Tuesday, January 22, 2008

A long day and sad evening...



Tonight when I returned home after a crazy day at work, I was greeted with a beautiful view out the back door of the skyline at sunset. This house gives us such amazing views of sunsets...all year long- it's such a wonderful scene at the end of a long day and something I always look forward to. You can see that as soon as I walked in the door, I lit a ginger peach candle from Pier 1 (as always) poured myself a glass of pino grigio (is it illegal to talk about drinking wine on the Internet? I'm so new to this blog thing) and tried to catch up on emails. My friend Mara called and wondered if I'd heard about Heath Ledger...I said no. She said he died today. I was immediately heartbroken, for his life, for his family and friends. It doesn't matter that I never met him- there's something about movie stars that always intrigues me...I want them to strive for and have normal lives. I want them to raise children in privacy, and most of all, I don't want them to succumb to the same tragedy that so many of them (the rest of the world, too) end up facing- death too young. Now as I say this, I'm also thinking. "what's wrong with me?" Here I am mourning a rich movie star who had everything, when there are so many people in the world dying each day of starvation, neglect, curable and non-curable disease...but then, the movie stars are constantly in front of me on TV, in magazines, on the Internet...maybe that is the problem...but hasn't that always been the problem? The people who really need help aren't shown to us, and so then we end up empathizing with who the media wants us to empathize for- the famous.

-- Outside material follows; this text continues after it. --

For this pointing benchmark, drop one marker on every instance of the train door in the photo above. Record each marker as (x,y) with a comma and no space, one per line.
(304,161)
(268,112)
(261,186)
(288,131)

At the end of the day, I hurt ANY time I hear of people hurting, dying too young, and being affected by tragedy...today I am sad for Heath Ledger's family, friends...his 2-year old daughter...it's just awful.

On another note, I am so thankful for my new job and seeing the way God works in my life in so many ways. Today, there was a girl from the Ukraine (her first day at school was Friday) who speaks no English. She is the most beautiful little 2nd grader and such a sweet soul. God reminded me today that music IS the universal language....here is this little lady who has no clue what anyone is saying to her all day long, but I'm able to pat out rhythms with her, she's able to do dance steps to music, and able to learn words to the music (she doesn't care that she doesn't know what they mean!)....this little girl brought me so much joy today and taught me that every kid has something to contribute. Now if I can just work on those naughty, inappropriate 1st grade boys who frustrate me to no end- even after being there for only 2 days!